Dakwah TGB (111) Isra Mikraj, Sejarah Penuh ‘Ibrah (Peristiwa Satu Kali yang Dirayakan Berkali-kali)

Dakwah TGB (111) Isra Mikraj, Sejarah Penuh ‘Ibrah (Peristiwa Satu Kali yang Dirayakan Berkali-kali)

Oleh : M. Rusli Nasir

Di tengah riak gelombang zaman yang tiada henti bergulir, ada satu peristiwa yang berdiri tegak, tak akan pernah lekang; kenyataannya akan tercipta abadi, hikmahnya menyinari seperti bintang di langit malam yang gelap, namanya Isra Mikraj.

Isra Mikraj adalah sebuah perjalanan spiritual yang melampaui batas ruang dan waktu, mengantarkan kita pada kebesaran Sang Pencipta, mengingatkan kita akan kekuasaan-Nya yang tak terbatas dan kasih sayang-Nya yang tak pernah berakhir.

Meski peristiwanya hanya sekali dalam sejarah, namun ‘ibrahnya bergulir sepanjang masa, menjadi sumber inspirasi bagi kita semua. Kisahnya mengajak kita untuk terus melangkah maju, tidak pernah menyerah, dan selalu berharap pada-Nya.

Hal ini yang ditegaskan Syekh TGB, bahwa:

“Isra Mikraj itu memang sekali sepanjang sejarah. Tetapi ‘ibrahnya bisa diambil sepanjang masa. Karena itu, guru-guru kita mentradisikan. Orang tua-orang tua kita membudayakan.” (Batam, 27-02-2022).

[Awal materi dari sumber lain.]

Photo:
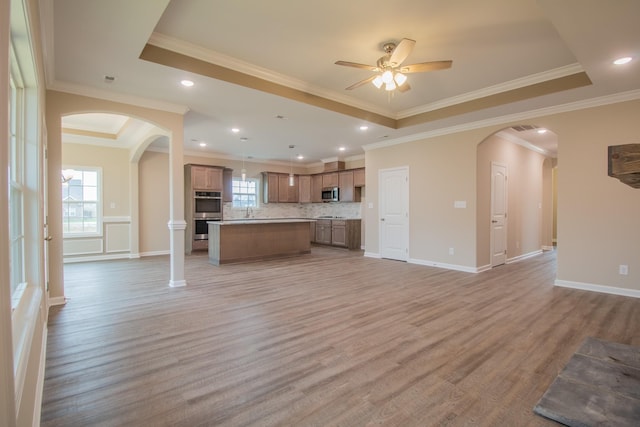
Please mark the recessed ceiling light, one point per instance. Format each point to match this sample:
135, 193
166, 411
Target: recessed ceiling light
622, 61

Benar adanya. Memang, guru-guru mengajar kita untuk mentradisikan, orang tua meneladani kita supaya mau membudayakan. Sehingga setiap bulan Rajab tiba, kita merayakan dengan beragam ekspresi, tentu melalui acara yang jelas, kita memperoleh pelajaran darinya.

Di kalangan kita, justru tak segan membuat acara. Ada rangkaian acaranya, mulai dari pembacaan Kalam Ilahi, biasanya ayat pertama Surah al-Isra, yang dibacakan oleh qari. Ada pula pengajian uraian hikmah Isra Mikraj, bahkan selawat, zikir, dan doa.

Benar bahwa:

“Tidak terhitung mutiara-mutiara hikmah, pelajaran-pelajaran yang dapat kita gali, dari peristiwa Isra dan Mikraj Nabi Muhammad saw.” Tegas Syekh TGB KH. Muhammad Zainul Majdi.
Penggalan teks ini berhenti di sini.